Here’s a few things to keep in mind for December’s training and dealing with the “homemade goodies” (adapted from the 3/06 article):

  • Change your mindset. Realize that December is different and some training changes will have to occur to accommodate all the ingredients of the holidays. That’s OK! Realize that less is better than none and even three days of training in a week will help maintain a certain fitness level.
  • Plan ahead. As your daytimer fills in with evening activities, start planning ahead as to when you can fit your training in. You might have to get up a little earlier or do a lunch workout. It just won’t happen without a bit of forethought and it certainly won’t happen at the end of a long day or evening.
  • Go into a “maintenance mode” when things are busy and chaotic. If you can’t get your planned training time in, don’t beat yourself up. Make use of the time that is available, even if it’s 30-45 minutes, hop on the trainer, go for a run or do a core workout with the fitness ball. You want to guard against one missed day moving into 2-3 days. We want to save a missed day for the unexpected, “you can’t make a workout happen” situation. Consistency, consistency, consistency is the absolute key for the season.
  • Plan an additional day off during your training week. This allows for a guilt-free day to get some extra activities in that are pulling on you. There is a different mental outlook on a “planned” day off which doesn’t have guilt or laziness attached to it.

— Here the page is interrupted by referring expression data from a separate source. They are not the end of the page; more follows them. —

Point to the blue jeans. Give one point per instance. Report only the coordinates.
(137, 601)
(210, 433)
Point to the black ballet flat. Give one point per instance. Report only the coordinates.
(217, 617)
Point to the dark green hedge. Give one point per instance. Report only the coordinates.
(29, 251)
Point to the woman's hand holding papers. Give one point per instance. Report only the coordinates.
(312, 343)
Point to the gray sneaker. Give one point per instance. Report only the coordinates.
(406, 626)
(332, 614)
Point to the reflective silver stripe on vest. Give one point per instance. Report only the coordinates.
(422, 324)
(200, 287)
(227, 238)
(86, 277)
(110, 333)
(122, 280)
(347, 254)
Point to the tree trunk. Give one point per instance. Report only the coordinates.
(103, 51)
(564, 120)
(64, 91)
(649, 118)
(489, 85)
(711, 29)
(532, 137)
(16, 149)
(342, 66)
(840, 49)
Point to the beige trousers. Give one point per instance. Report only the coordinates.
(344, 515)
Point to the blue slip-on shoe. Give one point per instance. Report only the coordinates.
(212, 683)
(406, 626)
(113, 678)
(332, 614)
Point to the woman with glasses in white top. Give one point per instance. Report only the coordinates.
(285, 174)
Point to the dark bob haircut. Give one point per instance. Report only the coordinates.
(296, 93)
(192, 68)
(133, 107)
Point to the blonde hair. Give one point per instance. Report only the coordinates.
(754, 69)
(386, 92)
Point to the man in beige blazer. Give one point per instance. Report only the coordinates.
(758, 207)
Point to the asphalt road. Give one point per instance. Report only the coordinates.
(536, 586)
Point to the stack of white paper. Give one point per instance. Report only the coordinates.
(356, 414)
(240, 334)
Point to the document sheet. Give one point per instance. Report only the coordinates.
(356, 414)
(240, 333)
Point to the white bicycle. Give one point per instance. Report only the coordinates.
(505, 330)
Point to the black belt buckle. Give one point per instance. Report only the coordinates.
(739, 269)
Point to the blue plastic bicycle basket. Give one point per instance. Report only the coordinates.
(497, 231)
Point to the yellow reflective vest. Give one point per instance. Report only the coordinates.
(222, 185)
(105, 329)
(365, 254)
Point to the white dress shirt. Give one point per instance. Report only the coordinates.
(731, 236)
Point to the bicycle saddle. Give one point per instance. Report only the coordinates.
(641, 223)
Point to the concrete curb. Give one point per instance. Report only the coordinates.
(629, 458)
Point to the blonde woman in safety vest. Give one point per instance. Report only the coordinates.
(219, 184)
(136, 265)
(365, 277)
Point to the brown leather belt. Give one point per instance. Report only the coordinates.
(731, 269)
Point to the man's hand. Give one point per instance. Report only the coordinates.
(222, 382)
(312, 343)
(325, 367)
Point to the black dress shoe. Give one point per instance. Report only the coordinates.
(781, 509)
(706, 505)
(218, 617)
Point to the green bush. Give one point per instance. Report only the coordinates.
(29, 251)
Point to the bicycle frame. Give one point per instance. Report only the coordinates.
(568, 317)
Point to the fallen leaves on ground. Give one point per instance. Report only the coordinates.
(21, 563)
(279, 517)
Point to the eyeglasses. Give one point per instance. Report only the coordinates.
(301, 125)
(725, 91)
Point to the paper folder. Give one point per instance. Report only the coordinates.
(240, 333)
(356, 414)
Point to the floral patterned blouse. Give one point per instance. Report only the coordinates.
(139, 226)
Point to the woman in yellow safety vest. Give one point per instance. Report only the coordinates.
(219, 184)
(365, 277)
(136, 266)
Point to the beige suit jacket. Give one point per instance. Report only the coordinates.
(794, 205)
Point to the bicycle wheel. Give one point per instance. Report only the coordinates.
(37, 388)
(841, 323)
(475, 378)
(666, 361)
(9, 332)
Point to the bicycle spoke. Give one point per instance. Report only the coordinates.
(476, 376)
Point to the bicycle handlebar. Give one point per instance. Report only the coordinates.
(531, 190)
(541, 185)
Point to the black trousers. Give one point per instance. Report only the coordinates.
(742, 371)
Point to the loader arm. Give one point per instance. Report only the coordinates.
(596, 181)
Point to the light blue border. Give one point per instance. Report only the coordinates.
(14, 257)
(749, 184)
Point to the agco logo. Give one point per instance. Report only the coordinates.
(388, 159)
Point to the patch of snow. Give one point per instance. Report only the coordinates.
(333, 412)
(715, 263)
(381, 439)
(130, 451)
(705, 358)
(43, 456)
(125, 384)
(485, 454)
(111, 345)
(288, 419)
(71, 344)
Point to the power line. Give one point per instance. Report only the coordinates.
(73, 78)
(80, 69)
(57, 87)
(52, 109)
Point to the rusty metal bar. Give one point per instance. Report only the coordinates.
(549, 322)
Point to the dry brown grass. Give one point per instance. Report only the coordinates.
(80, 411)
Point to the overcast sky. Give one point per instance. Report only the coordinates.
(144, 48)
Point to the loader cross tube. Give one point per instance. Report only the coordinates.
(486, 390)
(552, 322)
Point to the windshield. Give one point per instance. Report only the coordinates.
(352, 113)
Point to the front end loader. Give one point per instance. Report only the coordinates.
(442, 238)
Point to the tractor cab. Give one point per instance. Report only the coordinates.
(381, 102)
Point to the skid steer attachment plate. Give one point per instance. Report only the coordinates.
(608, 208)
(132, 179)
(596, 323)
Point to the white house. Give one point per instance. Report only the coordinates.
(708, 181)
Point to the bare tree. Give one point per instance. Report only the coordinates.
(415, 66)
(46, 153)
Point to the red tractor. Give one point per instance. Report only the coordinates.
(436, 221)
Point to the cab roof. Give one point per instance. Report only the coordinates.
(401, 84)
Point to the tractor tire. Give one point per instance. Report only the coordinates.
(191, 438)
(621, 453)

  • Enjoy the holiday goodies but in moderation. Put a limit on “empty” calories you consume, those food items with little nutritional value and excessive calories (refined sugar/processed foods…).

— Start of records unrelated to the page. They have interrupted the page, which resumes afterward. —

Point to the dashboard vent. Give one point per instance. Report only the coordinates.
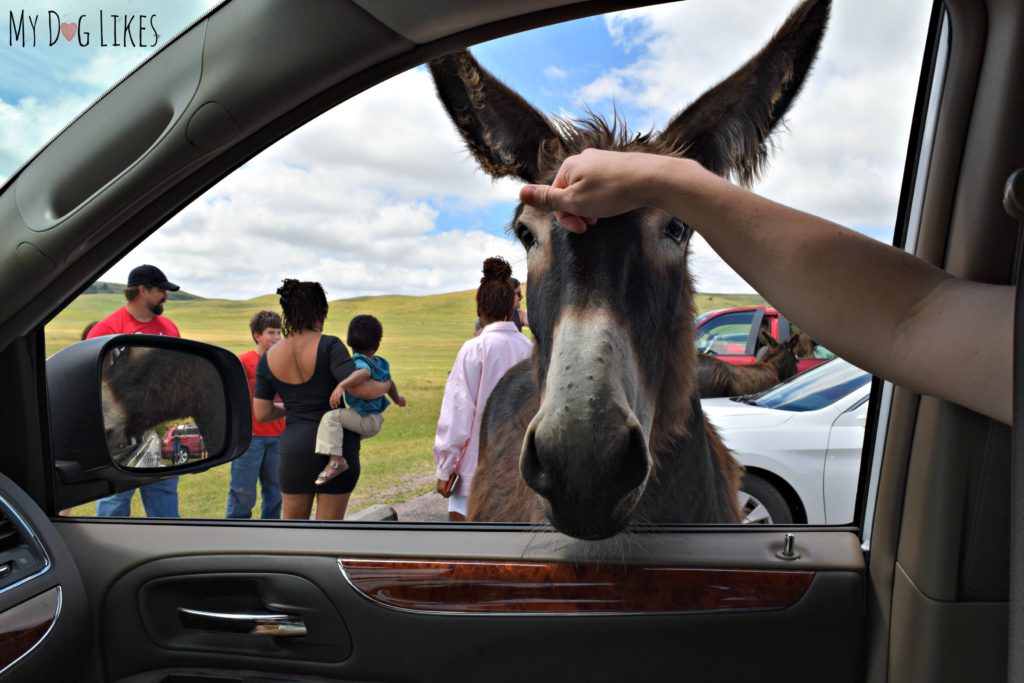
(22, 556)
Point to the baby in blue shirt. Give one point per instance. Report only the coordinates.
(363, 416)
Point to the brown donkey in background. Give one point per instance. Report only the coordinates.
(718, 378)
(602, 427)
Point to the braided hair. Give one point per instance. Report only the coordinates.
(304, 305)
(496, 296)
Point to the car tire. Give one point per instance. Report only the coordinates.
(761, 502)
(180, 456)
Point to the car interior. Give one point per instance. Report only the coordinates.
(918, 588)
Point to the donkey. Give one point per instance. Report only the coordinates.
(602, 427)
(718, 378)
(142, 387)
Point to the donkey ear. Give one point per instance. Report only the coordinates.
(728, 129)
(502, 129)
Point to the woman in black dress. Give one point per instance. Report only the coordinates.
(303, 369)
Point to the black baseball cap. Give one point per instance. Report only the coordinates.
(151, 275)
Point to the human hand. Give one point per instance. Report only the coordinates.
(594, 184)
(336, 396)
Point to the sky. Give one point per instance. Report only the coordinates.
(380, 197)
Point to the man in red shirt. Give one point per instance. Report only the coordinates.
(142, 313)
(262, 458)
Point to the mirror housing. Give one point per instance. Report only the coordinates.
(109, 396)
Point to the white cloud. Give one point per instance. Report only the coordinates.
(350, 201)
(556, 73)
(380, 196)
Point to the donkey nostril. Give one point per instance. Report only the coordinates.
(635, 466)
(532, 471)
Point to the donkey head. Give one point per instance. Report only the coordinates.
(611, 309)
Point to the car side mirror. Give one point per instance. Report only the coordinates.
(128, 410)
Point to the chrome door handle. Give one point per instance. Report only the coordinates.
(252, 624)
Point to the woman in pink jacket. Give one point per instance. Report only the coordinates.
(481, 361)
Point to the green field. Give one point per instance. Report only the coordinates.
(422, 336)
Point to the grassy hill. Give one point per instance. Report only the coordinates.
(116, 288)
(422, 336)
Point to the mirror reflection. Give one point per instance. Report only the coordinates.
(161, 408)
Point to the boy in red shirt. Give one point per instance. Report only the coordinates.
(262, 458)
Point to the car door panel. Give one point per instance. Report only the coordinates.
(666, 625)
(43, 610)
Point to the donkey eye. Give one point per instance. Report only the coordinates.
(524, 235)
(678, 231)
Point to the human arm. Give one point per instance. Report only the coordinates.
(879, 307)
(264, 408)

  • Stay away from foods that “control” you ie) “I just can’t have one.”
  • Don’t eat after 8:00pm or for those on shift work, after your last meal before you sleep.
  • Eat slower and enjoy each bite.
  • Don’t skip meals.
  • Enjoy smaller portions.
  • Overeating means overweight.
  • Brush your teeth after meals, it helps finish a meal.
  • It never tastes as good as thin feels.
  • Feed your brain first and then your stomach…this is the key to losing and keeping the weight off.
  • Overeating is not a response to hunger.
  • Calories do count and the reduction of them is what really matters not necessarily the proportion of fats, carbohydrates and proteins.
  • “Good health starts with good choices.” How bad do you want it?